Police across Australia are using tasers in situations that are inappropriate, unnecessary, and sometimes dangerous—and it's all caught on camera. A new Four Corners investigation has exposed a pattern of misuse that raises serious questions about police training and accountability.
The ABC investigation, broadcast this week, documented cases where officers deployed tasers against people who posed no immediate threat, people experiencing mental health crises, and even people who were already restrained. In several cases, the person tasered was elderly, disabled, or in medical distress.
The footage is hard to watch. In one case, officers tasered a man having a seizure because they thought he was resisting arrest. In another, a 95-year-old woman with dementia was tasered in a nursing home. These aren't edge cases or split-second life-or-death decisions. They're failures of judgment, training, and supervision.
Mate, tasers were sold to the public as an alternative to lethal force. The promise was they'd save lives by giving officers an option between words and bullets. Instead, they've become a compliance tool—something officers reach for when someone isn't following instructions quickly enough, regardless of the risk or justification.
The data backs up the concerns. Taser deployment has increased dramatically across Australian states over the past decade, far faster than overall police interactions or violent crime rates. That suggests mission creep: what was meant to be a last-resort weapon before lethal force has become a routine tool for gaining compliance.
Particularly concerning is the use of tasers against people experiencing mental health crises. These situations require de-escalation and medical intervention, not electric shocks.

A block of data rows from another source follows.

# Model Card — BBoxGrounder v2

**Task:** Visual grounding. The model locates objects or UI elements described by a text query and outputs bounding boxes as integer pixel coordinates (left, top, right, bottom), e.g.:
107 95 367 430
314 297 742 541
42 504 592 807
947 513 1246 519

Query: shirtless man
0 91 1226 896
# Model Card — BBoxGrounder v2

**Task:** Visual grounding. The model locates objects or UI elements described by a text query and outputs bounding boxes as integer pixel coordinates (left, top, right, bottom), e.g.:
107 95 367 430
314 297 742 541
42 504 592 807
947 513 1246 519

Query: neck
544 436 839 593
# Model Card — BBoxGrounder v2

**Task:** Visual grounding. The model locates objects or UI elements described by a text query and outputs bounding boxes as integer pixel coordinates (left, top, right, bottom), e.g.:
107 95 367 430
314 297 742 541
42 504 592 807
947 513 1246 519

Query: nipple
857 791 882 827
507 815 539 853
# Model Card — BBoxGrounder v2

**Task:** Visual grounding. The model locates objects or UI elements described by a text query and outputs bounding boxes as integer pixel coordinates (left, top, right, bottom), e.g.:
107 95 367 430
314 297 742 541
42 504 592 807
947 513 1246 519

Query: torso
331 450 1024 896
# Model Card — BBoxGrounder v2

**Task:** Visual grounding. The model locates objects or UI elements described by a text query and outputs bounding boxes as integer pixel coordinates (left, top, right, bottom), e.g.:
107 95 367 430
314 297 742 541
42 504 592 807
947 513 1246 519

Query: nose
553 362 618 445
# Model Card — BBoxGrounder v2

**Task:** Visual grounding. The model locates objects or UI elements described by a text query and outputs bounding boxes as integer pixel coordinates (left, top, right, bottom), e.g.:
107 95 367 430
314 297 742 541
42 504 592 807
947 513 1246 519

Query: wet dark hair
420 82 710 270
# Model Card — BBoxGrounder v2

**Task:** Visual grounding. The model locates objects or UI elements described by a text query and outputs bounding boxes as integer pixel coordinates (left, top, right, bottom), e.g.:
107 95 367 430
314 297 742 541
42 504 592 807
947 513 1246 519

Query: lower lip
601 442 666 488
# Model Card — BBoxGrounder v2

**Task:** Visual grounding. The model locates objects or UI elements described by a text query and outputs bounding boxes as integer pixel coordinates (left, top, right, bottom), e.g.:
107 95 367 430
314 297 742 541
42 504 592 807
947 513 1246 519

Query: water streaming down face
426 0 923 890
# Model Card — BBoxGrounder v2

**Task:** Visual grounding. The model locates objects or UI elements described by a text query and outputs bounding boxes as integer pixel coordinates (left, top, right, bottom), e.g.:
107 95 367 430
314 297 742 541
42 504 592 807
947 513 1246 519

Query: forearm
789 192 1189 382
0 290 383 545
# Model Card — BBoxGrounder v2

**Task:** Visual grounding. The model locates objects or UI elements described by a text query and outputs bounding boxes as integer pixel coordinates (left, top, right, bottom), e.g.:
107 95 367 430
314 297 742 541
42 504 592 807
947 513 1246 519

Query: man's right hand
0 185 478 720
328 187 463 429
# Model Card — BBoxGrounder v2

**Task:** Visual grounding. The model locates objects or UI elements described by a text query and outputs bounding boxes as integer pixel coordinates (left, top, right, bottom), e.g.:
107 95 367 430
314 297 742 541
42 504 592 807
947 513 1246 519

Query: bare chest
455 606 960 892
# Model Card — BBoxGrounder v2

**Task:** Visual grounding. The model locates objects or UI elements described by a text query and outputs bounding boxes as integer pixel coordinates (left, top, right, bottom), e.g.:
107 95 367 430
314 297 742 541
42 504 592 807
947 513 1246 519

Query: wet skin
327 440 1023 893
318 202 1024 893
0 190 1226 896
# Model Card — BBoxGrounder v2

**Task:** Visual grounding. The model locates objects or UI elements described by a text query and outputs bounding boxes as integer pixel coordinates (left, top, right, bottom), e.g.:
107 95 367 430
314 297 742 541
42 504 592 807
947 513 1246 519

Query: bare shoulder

But officers often lack the training or patience to manage these encounters safely, and the taser becomes the easy option.
Police responses to the investigation have been predictable: most forces defended their officers while acknowledging room for improvement in training. Several states are reviewing their taser policies. Whether that leads to meaningful change or just better PR remains to be seen.
The broader issue here is accountability. Body camera footage shows inappropriate taser use, but officers are rarely disciplined unless someone dies or the media gets involved. That sends a clear message about what's acceptable.
Australia needs a serious conversation about police use of force, proper mental health crisis response, and what accountability actually means. This investigation should be the start of that conversation, not the end.